Долгими зимними вечерами Хикари с осторожностью рассказывала дочери о жизни в городе – о его огнях и суматохе. О метро и скоростных поездах, что мчатся к морю. О диковинных животных в зоопарках и рыбах в больших аквариумах. О театрах и кино, о музыке. Не забывала рассказать и о цене, которую платили жители больших городов: им приходилось встречаться с толпами незнакомцев!

Упоминания о незнакомцах пугали Юми больше, чем сказки Накатоми о демонах, что притаились в ночи.

О многом из этого девочка уже читала или слышала от соседей, но все равно с удовольствием внимала неспешной красивой речи. Юми особенно нравилось чувство их единения и теплая расслабленная атмосфера. Она восхищалась тем, как много знала ее мать. Тем, что у нее всегда был ответ на любой вопрос. Девочка мечтала стать такой же умной, талантливой и образованной.

Такие вечера близости приводили Хикари в неописуемый восторг, но и внушали некоторую тревогу.
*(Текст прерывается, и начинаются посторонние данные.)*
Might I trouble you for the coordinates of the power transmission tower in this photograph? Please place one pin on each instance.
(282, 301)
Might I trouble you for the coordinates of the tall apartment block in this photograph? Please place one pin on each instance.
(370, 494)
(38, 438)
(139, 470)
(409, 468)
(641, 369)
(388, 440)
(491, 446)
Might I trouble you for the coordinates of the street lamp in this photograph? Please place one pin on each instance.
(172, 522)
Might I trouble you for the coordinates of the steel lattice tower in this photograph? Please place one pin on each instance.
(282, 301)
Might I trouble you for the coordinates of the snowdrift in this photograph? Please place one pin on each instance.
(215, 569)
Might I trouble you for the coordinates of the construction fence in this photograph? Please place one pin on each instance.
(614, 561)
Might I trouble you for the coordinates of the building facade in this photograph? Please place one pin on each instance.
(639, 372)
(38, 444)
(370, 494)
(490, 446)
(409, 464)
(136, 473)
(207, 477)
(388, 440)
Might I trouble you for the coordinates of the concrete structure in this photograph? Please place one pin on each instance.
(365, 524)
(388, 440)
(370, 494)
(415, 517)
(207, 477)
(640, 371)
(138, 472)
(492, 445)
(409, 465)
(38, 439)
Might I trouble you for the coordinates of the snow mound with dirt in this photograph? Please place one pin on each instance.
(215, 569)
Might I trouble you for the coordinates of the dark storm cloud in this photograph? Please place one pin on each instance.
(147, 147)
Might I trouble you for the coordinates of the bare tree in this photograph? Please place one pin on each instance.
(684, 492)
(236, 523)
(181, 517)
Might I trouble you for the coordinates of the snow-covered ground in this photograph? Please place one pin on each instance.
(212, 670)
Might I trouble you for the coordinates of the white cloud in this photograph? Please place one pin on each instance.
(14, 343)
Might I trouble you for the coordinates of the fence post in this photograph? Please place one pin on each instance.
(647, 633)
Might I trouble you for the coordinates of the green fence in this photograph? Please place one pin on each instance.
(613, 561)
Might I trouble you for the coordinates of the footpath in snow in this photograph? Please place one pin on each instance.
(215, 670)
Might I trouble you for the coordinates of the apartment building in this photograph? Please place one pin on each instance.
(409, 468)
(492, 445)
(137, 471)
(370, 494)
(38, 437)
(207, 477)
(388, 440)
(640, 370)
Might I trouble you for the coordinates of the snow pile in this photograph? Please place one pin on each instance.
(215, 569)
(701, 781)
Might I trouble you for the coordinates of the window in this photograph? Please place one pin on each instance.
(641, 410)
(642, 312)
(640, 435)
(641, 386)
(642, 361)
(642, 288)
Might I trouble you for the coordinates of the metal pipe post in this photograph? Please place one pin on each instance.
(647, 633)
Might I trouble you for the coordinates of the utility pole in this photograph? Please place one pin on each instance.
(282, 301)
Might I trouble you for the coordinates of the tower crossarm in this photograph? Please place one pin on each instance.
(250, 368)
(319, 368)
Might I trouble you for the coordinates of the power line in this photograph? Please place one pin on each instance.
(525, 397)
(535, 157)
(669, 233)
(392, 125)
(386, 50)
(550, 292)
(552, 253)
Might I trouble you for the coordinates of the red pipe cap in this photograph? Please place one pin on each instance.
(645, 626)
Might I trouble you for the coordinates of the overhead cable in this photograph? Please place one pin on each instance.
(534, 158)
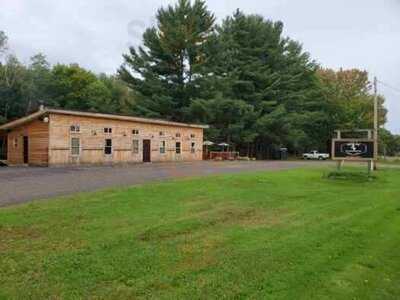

Она опасалась того, что интерес дочери к искусству и новым открытиям может развиться в желание покинуть дом в поисках приключений.

Но Юми жаждала лишь внимания и одобрения матери, которую боготворила и ужасно боялась расстроить.

Телевизора и телефона у них не было, но девочка знала что это. Почти у всех стариков в деревне была всевозможная техника. Ей нередко приходилось пользоваться благами цивилизации, помогая жителям по дому. Особой ценности в телевизоре Юми не находила, ведь старики обычно смотрели новости, а так как девочка не знала большого мира, то и известия о нем ее не особо волновали. Если видела что-то интересное или непонятное, она расспрашивала мать – та была для нее ходячей энциклопедией. Хикари побаивалась того, что у Юми может появиться мечта увидеть все своими глазами. Но та не проявляла особого интереса к приключениям за пределами Дзюкая и только удивлялась новым открытиям. Редкие просмотры телепрограмм были лишь дополнительным источником знаний.

Гораздо интереснее телевизора Юми находила виниловый проигрыватель и коллекцию пластинок с песнями, сказками и даже мюзиклами на разных языках. Муж бабушки Акиты был владельцем столичного ресторана, в котором когда-то проигрывали эти пластинки, а по выходным даже выступали музыканты. После его смерти заведение было долго закрыто и сын привез проигрыватель с пластинками домой. Переезжая в Дзюкай, бабушка Акита захватила с собой и память о муже.

Зимними вечерами Юми приходила в гости к соседке вместе с матерью и с удовольствием слушала японский джаз с приятным шуршащим звуком. Девочка мечтала о том, что когда-нибудь в их доме появится такой же проигрыватель и она будет брать пластинки у бабушки Акиты.

И все же больше всего из техники Юми нравился пылесос. Вот это помощник, вот это полезное изобретение! Когда мать уезжала в город, девочка одалживала пылесос у кого-нибудь из стариков, и с удовольствием убирала в своем доме, где водились только метла да швабра с тряпкой.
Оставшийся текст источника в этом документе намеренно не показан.